The Authority may instead of revoking the registration, permit it to remain in force subject to such further terms and conditions as it thinks fit to impose in the interest of the buyers/consumers and any such terms and conditions so imposed shall be binding upon the real estate developer.
Further, in case of revocation of registration, the Authority,

a.Shall debar the real estate developer from accessing the website for the project in which he has defaulted and list him under the defaulters list and also inform Authority in other States and UTs.
b.Shall facilitate the remaining development works to be carried out in accordance with the provisions of the Act.
c.Shall direct the bank to freeze the bank account for the particular project and consequently de-freeze it to facilitate further development of project in terms of the Act.

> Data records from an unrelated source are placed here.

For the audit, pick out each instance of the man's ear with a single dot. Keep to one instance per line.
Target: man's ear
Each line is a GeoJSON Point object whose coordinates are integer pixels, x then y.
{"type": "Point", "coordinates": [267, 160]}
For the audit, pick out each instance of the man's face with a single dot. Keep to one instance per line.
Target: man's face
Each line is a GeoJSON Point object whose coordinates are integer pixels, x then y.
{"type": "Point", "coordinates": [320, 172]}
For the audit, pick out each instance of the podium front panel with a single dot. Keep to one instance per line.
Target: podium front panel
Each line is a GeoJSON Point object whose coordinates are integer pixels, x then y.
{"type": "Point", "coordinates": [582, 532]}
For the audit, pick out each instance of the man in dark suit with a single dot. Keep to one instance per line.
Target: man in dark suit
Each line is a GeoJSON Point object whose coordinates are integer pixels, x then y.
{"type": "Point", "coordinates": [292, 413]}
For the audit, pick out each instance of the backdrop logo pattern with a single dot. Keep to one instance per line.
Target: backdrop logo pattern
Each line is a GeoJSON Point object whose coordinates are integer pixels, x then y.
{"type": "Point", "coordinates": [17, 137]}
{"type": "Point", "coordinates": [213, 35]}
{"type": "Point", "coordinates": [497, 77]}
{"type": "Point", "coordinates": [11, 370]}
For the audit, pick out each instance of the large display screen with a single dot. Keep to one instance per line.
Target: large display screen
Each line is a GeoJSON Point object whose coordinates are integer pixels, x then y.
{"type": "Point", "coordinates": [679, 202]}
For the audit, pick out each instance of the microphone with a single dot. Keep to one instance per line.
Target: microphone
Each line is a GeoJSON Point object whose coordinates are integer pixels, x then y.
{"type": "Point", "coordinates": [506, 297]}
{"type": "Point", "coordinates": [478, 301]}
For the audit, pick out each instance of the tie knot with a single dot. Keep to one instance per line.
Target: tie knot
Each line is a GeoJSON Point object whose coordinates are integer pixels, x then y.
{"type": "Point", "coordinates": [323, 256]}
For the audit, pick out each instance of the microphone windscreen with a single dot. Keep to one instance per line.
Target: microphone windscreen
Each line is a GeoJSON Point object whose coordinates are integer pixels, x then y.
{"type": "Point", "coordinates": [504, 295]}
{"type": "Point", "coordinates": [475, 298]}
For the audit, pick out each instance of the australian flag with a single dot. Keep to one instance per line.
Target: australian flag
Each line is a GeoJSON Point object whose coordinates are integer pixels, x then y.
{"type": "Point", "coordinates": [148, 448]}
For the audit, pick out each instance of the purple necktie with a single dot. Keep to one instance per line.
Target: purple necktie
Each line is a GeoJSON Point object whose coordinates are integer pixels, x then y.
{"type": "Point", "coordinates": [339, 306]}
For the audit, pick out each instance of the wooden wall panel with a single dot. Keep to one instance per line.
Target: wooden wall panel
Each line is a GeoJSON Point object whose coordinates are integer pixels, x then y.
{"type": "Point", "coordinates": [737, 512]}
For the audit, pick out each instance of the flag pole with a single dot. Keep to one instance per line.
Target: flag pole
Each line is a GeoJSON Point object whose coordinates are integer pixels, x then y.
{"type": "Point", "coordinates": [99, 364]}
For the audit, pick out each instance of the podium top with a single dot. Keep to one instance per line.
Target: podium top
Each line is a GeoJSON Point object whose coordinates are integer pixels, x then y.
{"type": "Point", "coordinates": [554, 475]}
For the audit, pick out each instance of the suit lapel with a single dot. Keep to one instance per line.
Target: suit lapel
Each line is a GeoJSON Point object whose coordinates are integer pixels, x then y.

d.May, to protect the interest of buyers/consumers or in the public interest, issue such directions as it may deem necessary.


This Frequently Asked Questions (FAQs) / material has been published for general information purpose only. You are advised to take specific legal advice on the matter in which the Central Act and State Rules apply to you. The terms and conditions for the purchase of the apartment/unit/plot shall be as specified in the final agreement for sale executed between the buyer/consumer and the real estate developer. The FAQs pertaining to the Central Act and the rules, if any, discussed/provided herein are subject to amendments by the appropriate Government from time to time and interpretation by Courts and concerned authorities. We including our subsidiaries/affiliates/employees do not claim any expertise in advice on the same. We including our subsidiaries/affiliates/employees shall not be responsible for any reliance placed on the materials contained herein.